There’s no such thing as an overdose of laughter and joy, so why not chase after it a bit more? Comedy is all about the presence and impression you make.
When I step out onto that stage, I have to be ready. I have to be prepared to make an impression on these people. Whatever I am going to be saying, whether it’s a story or a one-liner, it has to stick. There needs to be something about it that the listener can attach to, look over at the person next to them, and laugh maniacally (well, maybe not that much!) because I get it.
They get it.
It’s something they understand and went through. Airplane food, what’s up with that? Everyone dislikes the airplane food, it’s notorious for being unpleasant. Anyone who has taken a flight anywhere would understand. Because I bring up something they know and can relate to, it’s a laugh. Pitch the joke. Let it sink it. Everyone relates. Everybody laughs. Everyone feels better. Now we’re cookin’!

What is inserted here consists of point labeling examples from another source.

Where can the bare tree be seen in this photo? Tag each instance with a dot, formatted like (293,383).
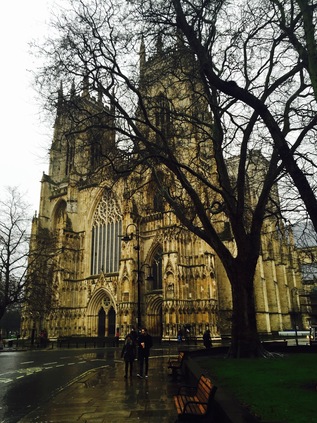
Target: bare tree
(14,248)
(249,93)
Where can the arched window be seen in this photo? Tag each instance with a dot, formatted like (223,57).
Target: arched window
(157,270)
(163,116)
(106,229)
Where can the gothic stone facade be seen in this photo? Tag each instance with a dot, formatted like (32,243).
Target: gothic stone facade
(163,277)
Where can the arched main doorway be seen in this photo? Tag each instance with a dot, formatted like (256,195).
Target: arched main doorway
(102,314)
(154,317)
(101,322)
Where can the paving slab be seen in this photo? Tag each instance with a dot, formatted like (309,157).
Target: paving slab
(103,395)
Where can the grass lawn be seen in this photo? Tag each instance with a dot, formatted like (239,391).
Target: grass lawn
(279,389)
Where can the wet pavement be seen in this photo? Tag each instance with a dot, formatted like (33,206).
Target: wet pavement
(103,395)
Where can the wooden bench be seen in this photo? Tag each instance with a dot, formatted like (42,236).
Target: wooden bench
(195,403)
(176,365)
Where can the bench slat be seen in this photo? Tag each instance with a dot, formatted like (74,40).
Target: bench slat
(195,401)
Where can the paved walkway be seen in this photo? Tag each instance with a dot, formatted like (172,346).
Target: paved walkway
(104,396)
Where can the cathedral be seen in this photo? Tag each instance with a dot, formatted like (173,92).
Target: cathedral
(119,257)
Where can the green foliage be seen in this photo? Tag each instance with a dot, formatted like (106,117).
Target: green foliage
(280,389)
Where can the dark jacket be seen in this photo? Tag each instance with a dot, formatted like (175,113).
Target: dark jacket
(145,339)
(128,351)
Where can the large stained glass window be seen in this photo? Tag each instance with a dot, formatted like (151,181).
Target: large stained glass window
(106,243)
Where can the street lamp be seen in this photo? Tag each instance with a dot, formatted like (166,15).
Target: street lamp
(126,238)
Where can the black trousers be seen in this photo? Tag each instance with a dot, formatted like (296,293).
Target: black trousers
(143,361)
(127,365)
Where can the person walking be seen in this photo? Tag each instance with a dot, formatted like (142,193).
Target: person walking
(128,354)
(207,339)
(144,345)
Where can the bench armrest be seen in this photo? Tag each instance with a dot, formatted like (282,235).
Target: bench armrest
(188,403)
(186,389)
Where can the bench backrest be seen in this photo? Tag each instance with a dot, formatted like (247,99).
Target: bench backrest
(205,389)
(181,356)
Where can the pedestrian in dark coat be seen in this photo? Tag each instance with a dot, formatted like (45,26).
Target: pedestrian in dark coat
(128,354)
(207,339)
(144,345)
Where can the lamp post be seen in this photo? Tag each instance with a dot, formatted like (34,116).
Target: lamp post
(126,238)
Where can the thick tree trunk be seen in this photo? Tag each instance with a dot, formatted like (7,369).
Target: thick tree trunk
(245,341)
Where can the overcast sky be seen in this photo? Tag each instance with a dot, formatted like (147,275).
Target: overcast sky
(24,138)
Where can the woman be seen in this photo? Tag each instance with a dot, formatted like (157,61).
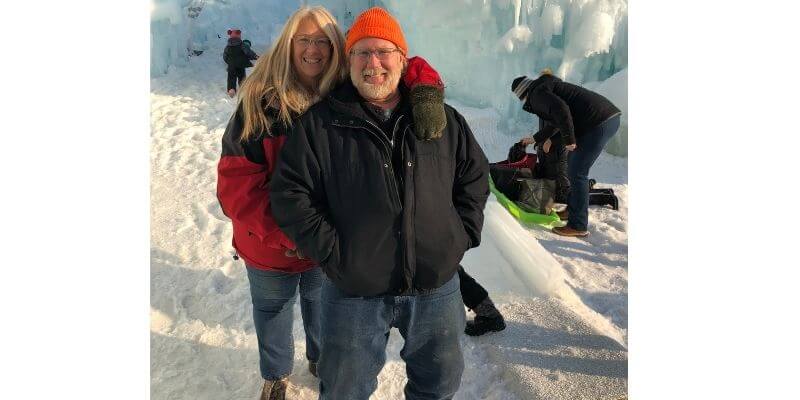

That’s what is so thrilling about the comedic experience for me, I can make everyone feel better. The laughs keep coming, the jokes keep flowing, and the laughter just increases left and right. We’re all friends, we’re experiencing something great together. Suddenly, I’ve created a memory with these people. They’ll go back and reflect upon this awesome time I gave them and fantastic things I made them feel. And it’s just magic.
Seeing those smiling faces, tears streaming, and stomach’s being held tight is nothing less than rewarding and amazing. I feel full of a life and energy that no other experience could match. I am the supplier of wonderful feelings. I am the doctor feel good. That is my favorite part of the experience as a whole.
But it doesn’t end there, oh no, no. When the audience starts to communicate with me it just becomes an even bigger event. The interaction between comedian and audience is absolutely crucial, in my eyes, and I try my best to optimize that feature of the gig. I say something they find hilarious and suddenly they are talking back to me. Shouting out questions or just trying to joke back at me, you name it.
That conversation and interaction is made by my comedic routine. By interacting with the audience, I have room for improvisation and can make a more personal connection with them. The wall between performer and viewer is broken and suddenly we’re all just people again. And here I am, standing tall with my microphone and sense of humor, trying to make these people smile and forget about their troubles. It’s great.